En relación a los Comentarios Reales y particularmente a su primera parte, existe uno de los más abundantes corpus críticos en toda la trayectoria de la historia y de la literatura peruana. Y dentro de él una de las líneas más trabajadas es aquélla que se plantea la cuestión de la veracidad de la versión que el Inca ofrece del Tawantinsuyo. Desde la teoría de la idealización de la historia planteada por Riva-Agüero hasta la crítica radical que iniciara hace tiempo el argentino Roberto Levillier por un lado y la aceptación en general de la versión garcilasista por otro, se escalonan decenas de posiciones intermedias más o menos originales. Aunque nuestro enfoque no es el histórico, nos identificamos con lo que César Pacheco Vélez denomina la «verdad esencial» de los Comentarios. Dice que tiene dos apuntes que hacer: «El primero se refiere a la verdad esencial de su testimonio, tejido entre abundantes y hermosísimos aciertos expresivos... Esa verdad esencial tiene tanto o más que ver con la poesía aristotélica, con la reminiscencia platónica, con la ejemplaridad ciceroniana, que con la fría reconstrucción arqueológica. Es decir, para afirmarlo con la formulación más actual y vigente, importan menos la ingenua repetición del esquema idílico que Garcilaso emplea para reseñar las conquistas incaicas, sus errores cronológicos, su exagerado providencialismo y el uniformismo y universalismo renacentista que subyacen en su presentación de la religión incaica, si lo que en efecto podemos encontrar en las páginas de los Comentarios Reales es la intuición originaria y la enunciación fundadora del primer proyecto nacional peruano; la misión permanente que ellas han cumplido, a través de varios siglos, de iluminar la conciencia del Perú»6.
Dicho de otro modo: los errores, lagunas o limitaciones de la visión garcilasista del Incario no alcanzan a opacar su mérito principal desde el punto de vista histórico: haber logrado la hazaña de preservar mediante un esfuerzo conjunto de la memoria, el amor, la indagación y el poder verbal, la imagen del Imperio Incaico en lo esencial, en las líneas maestras de su visión del mundo (de su mentalidad) y en las peculiaridades de su psicología colectiva.
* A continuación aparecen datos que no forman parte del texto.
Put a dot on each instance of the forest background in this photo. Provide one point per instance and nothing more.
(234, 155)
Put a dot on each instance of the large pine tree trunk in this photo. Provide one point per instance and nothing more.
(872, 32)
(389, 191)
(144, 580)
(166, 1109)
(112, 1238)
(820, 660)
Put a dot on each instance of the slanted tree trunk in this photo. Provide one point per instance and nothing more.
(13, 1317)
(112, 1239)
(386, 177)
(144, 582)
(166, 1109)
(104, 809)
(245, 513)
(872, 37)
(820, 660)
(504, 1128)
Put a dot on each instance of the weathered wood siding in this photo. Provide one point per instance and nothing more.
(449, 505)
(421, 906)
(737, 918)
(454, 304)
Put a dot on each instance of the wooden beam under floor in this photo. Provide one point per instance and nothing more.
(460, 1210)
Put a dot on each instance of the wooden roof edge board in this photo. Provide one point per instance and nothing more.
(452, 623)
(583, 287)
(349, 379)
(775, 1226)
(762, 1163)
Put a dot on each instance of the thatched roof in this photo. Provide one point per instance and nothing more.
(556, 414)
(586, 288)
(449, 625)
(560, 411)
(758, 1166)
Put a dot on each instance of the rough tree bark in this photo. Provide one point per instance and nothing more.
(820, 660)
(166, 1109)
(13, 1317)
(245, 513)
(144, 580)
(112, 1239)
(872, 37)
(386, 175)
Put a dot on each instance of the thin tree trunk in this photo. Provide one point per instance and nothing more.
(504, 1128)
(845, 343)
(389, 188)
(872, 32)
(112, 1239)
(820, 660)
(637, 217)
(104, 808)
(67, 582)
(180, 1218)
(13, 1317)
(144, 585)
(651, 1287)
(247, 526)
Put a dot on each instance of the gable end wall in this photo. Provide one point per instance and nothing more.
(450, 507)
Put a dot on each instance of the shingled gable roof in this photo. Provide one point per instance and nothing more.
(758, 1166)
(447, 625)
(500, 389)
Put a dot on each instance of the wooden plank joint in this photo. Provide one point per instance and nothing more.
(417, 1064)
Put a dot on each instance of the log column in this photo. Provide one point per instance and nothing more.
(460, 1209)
Gran memorioso, el Inca se ha hundido en sus recuerdos de infancia y juventud; y cuando ello no ha sido suficiente ha recurrido a las cartas y a la lectura para redondear su proeza que él considera absolutamente válida porque tiene a su favor algo que lo pone en ventaja sobre la gran mayoría de cronistas e historiadores de su época: el ser quechua hablante nativo ya que la lengua es la clave que le permite ingresar con seguridad en la historia y el espíritu de su pueblo.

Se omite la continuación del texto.